Social Progress Index (SPI) is a new tool which helps measure the
social progress of people living in a city or country. It provides a
rich framework for measuring the multiple dimensions of social
progress, benchmarking success, and catalyzing greater human
well-being.
Social Progress Index is defined as
The capacity of a society to meet the basic human needs of its
citizens, establish the building blocks that allow citizens and
communities to enhance and sustain the quality of their lives, and
create the conditions for all individuals to reach their full
potential.
2. Figure 1 (Source-[7]) below gives a detail about all the attributes
that define ‘Social Progress Index’.
You can obtain more information about Social Progress Index
from [8] and watch a TED talk about it on [9]. To summarize,
Table 1 gives a list of top 20 countries measured with SPI and
their corresponding GDP’s.
Table 1
RA
NK
COUNTRY SPI GDP RA
NK
COUNTRY SPI GDP
1 New
Zealand
88.24 25,857 11 Austria 85.11 36,200
2 Switzerland 88.19 39,293 12 Germany 84.61 34,819
3 Iceland 88.07 33,880 13 United
Kingdom
84.56 32,671
4 Netherlands 87.37 36,438 14 Japan 84.21 31,425
5 Norway 87.12 47,547 15 Ireland 84.05 36,723
6 Sweden 87.08 34,945 16 United
States
82.77 45,336
7 Canada 86.95 35,936 17 Belgium 82.63 32,639
8 Finland 86.91 31,610 18 Slovenia 81.65 24,483
9 Denmark 86.55 32,363 19 Estonia 81.28 18,927
10 Austrailia 86.10 35,669 20 France 81.11 29,819
As we can see, United States stands 16th according to SPI, though
its GDP is the highest. On the contrary, New Zealand has a GDP
which is far lower than US, but its ranked #1 according to SPI.
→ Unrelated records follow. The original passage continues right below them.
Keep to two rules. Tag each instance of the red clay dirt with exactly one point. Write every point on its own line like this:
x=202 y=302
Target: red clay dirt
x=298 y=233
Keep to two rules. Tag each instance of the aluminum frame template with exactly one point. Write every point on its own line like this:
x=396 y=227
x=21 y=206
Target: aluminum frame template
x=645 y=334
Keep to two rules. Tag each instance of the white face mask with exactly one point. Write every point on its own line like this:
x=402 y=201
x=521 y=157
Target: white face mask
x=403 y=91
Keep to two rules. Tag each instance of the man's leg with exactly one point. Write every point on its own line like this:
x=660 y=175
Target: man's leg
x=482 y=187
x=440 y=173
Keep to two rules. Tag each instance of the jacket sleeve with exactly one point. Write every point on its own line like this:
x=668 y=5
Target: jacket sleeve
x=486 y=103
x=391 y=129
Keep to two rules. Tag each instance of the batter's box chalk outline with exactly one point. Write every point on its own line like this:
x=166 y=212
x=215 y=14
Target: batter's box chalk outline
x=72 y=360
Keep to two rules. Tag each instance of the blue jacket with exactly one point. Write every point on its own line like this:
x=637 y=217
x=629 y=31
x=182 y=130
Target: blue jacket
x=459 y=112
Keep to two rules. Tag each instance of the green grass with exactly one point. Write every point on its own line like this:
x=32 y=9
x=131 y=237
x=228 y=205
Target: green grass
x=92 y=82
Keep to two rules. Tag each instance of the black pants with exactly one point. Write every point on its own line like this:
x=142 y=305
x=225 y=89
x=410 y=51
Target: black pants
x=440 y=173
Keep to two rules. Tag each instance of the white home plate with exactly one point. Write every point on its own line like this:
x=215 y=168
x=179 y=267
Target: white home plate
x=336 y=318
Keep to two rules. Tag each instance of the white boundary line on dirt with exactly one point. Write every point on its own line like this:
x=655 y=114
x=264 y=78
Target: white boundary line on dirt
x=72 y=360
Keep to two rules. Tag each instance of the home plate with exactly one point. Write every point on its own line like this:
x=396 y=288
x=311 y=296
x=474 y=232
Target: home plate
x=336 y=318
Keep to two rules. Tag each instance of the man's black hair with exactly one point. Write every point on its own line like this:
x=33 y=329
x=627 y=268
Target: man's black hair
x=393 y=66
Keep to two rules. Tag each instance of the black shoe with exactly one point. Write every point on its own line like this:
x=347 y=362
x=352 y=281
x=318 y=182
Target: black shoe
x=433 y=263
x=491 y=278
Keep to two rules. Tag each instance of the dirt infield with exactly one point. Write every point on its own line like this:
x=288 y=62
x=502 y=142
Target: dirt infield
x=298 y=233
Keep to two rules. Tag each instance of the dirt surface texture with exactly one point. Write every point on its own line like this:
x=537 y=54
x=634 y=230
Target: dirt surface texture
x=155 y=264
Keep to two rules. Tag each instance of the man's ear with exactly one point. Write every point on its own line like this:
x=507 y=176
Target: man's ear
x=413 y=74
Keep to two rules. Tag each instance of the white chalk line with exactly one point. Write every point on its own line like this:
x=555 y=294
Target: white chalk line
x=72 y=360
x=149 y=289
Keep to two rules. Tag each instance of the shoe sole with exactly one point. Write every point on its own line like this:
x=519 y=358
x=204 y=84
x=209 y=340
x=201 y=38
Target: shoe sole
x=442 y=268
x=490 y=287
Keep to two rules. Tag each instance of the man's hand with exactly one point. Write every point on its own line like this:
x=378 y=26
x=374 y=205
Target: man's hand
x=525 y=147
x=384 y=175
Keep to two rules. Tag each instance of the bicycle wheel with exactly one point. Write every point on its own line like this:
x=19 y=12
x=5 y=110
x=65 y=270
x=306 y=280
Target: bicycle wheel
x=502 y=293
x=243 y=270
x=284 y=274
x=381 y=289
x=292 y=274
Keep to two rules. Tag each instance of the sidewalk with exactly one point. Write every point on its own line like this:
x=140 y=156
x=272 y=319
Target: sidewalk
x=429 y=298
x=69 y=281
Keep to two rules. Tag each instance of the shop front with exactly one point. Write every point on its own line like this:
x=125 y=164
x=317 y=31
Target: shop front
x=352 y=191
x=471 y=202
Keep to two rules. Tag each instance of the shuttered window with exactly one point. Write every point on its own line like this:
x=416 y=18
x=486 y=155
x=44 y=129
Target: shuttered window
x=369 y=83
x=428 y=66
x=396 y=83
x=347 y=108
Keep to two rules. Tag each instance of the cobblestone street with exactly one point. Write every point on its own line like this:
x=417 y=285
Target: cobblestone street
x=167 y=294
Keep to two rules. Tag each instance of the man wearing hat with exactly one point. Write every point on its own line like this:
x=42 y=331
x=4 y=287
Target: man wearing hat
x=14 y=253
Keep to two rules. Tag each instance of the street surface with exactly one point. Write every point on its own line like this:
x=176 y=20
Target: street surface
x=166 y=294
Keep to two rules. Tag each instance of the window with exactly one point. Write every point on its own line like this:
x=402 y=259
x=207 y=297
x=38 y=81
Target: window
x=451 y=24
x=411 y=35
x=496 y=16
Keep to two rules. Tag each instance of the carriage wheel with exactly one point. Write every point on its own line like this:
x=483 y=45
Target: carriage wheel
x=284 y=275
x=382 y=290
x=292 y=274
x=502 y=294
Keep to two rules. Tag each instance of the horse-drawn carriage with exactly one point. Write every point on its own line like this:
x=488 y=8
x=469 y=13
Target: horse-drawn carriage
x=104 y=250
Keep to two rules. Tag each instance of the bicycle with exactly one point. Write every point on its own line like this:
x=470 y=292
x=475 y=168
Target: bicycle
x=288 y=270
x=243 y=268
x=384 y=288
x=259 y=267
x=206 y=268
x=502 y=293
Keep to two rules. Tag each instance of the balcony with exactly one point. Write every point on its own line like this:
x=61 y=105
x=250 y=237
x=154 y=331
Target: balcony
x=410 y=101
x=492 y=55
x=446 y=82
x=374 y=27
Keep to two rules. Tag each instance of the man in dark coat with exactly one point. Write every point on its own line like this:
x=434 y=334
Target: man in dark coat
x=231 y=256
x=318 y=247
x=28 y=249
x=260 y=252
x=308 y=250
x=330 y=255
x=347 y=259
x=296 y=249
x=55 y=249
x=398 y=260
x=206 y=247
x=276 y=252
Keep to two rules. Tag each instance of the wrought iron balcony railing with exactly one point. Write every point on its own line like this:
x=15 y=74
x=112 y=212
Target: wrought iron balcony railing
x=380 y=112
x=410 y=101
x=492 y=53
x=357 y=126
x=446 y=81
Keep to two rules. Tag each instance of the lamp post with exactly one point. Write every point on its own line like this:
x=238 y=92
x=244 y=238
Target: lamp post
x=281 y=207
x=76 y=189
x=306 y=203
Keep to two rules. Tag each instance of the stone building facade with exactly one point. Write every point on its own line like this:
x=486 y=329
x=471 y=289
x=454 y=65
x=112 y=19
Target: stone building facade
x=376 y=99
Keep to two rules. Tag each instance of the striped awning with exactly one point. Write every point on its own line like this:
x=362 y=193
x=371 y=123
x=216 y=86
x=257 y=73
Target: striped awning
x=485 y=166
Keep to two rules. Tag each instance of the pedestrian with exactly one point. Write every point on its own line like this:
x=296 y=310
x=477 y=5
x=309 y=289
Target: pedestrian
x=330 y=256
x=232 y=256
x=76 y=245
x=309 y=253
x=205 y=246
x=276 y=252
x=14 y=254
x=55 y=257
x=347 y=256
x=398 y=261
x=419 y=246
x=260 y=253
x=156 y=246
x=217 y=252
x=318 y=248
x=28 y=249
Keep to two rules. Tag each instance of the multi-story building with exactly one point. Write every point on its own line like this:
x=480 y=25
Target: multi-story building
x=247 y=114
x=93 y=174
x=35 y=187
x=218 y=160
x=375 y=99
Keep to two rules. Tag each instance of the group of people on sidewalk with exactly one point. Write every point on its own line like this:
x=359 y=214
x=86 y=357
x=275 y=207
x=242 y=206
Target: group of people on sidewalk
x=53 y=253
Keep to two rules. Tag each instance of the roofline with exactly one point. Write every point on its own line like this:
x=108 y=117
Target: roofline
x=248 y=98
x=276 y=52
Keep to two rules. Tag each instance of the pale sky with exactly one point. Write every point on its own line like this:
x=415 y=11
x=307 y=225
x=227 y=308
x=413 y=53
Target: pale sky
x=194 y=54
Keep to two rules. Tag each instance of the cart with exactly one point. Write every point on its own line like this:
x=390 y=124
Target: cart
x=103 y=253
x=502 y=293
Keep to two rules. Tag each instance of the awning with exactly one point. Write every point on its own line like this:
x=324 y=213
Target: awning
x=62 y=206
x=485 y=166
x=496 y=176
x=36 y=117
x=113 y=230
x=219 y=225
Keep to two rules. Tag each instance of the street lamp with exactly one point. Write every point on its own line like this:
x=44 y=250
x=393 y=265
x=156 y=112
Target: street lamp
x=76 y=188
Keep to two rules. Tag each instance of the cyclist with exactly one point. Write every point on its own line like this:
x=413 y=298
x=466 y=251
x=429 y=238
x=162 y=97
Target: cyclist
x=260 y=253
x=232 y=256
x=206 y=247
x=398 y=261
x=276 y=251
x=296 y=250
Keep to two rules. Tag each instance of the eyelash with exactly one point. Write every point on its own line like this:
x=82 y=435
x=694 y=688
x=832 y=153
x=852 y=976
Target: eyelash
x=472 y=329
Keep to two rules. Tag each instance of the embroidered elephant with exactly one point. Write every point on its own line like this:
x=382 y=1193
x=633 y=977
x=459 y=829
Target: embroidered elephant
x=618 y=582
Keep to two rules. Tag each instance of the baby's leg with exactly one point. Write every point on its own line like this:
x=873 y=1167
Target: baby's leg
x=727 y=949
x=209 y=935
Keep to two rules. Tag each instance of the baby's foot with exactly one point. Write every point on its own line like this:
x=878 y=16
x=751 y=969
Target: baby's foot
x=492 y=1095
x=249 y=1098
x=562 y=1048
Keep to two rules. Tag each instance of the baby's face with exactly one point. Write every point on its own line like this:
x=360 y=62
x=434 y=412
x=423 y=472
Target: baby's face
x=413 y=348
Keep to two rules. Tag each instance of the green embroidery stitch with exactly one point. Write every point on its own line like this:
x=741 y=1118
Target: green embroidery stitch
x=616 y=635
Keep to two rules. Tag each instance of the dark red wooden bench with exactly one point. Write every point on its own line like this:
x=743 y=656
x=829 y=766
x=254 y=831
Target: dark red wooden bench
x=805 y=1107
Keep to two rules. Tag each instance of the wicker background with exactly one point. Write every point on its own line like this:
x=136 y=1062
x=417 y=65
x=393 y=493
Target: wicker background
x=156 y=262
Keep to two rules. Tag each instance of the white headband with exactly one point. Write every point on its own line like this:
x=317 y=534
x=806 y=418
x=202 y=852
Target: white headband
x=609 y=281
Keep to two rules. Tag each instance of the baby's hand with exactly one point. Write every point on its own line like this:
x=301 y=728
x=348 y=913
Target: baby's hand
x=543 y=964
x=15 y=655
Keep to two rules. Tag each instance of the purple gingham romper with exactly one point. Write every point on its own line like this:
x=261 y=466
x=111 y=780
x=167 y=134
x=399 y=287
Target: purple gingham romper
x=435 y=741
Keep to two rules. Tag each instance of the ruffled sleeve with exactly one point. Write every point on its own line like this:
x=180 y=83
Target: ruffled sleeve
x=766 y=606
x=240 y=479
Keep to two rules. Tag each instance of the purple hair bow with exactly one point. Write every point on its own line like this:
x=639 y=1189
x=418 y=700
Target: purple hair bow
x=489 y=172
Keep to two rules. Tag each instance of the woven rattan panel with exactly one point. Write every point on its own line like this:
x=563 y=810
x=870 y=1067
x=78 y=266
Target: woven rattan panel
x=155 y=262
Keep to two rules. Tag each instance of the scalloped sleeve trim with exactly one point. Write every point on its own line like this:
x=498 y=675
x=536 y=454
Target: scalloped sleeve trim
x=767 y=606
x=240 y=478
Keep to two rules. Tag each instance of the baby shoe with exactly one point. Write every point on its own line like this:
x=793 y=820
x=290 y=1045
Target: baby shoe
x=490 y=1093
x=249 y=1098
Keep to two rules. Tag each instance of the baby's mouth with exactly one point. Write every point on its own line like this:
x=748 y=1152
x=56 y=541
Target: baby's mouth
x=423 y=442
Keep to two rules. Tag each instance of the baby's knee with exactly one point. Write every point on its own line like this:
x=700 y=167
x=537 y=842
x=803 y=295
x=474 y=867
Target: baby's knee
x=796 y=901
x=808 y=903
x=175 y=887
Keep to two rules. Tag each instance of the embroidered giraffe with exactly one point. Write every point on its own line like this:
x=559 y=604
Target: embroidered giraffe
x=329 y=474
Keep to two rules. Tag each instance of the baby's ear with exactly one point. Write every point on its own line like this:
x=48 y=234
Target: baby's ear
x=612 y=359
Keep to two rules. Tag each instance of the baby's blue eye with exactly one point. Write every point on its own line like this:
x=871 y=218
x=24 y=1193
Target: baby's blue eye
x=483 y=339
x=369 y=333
This means that people in New Zealand are much happier than
those living in US.
One of the main goals of this paper is to help governments
increase their SPI by giving them a tool to make their citizens
happier, instead of bragging about the growth in GDP.
User information has been diversified across a lot of platforms.
Now with the help of Social Web and Web 2.0, we can try to
merge this user information from different platforms, into one.
For this paper, we will try to collaborate. We can use 2-different
types of models for such cross-system collaborative approaches.
● A centralized approach with standardized models that
can aggregate the distributed user information over
different platforms.
● A decentralized approach where dedicated software
components transfer user information from one
application’s representation into another.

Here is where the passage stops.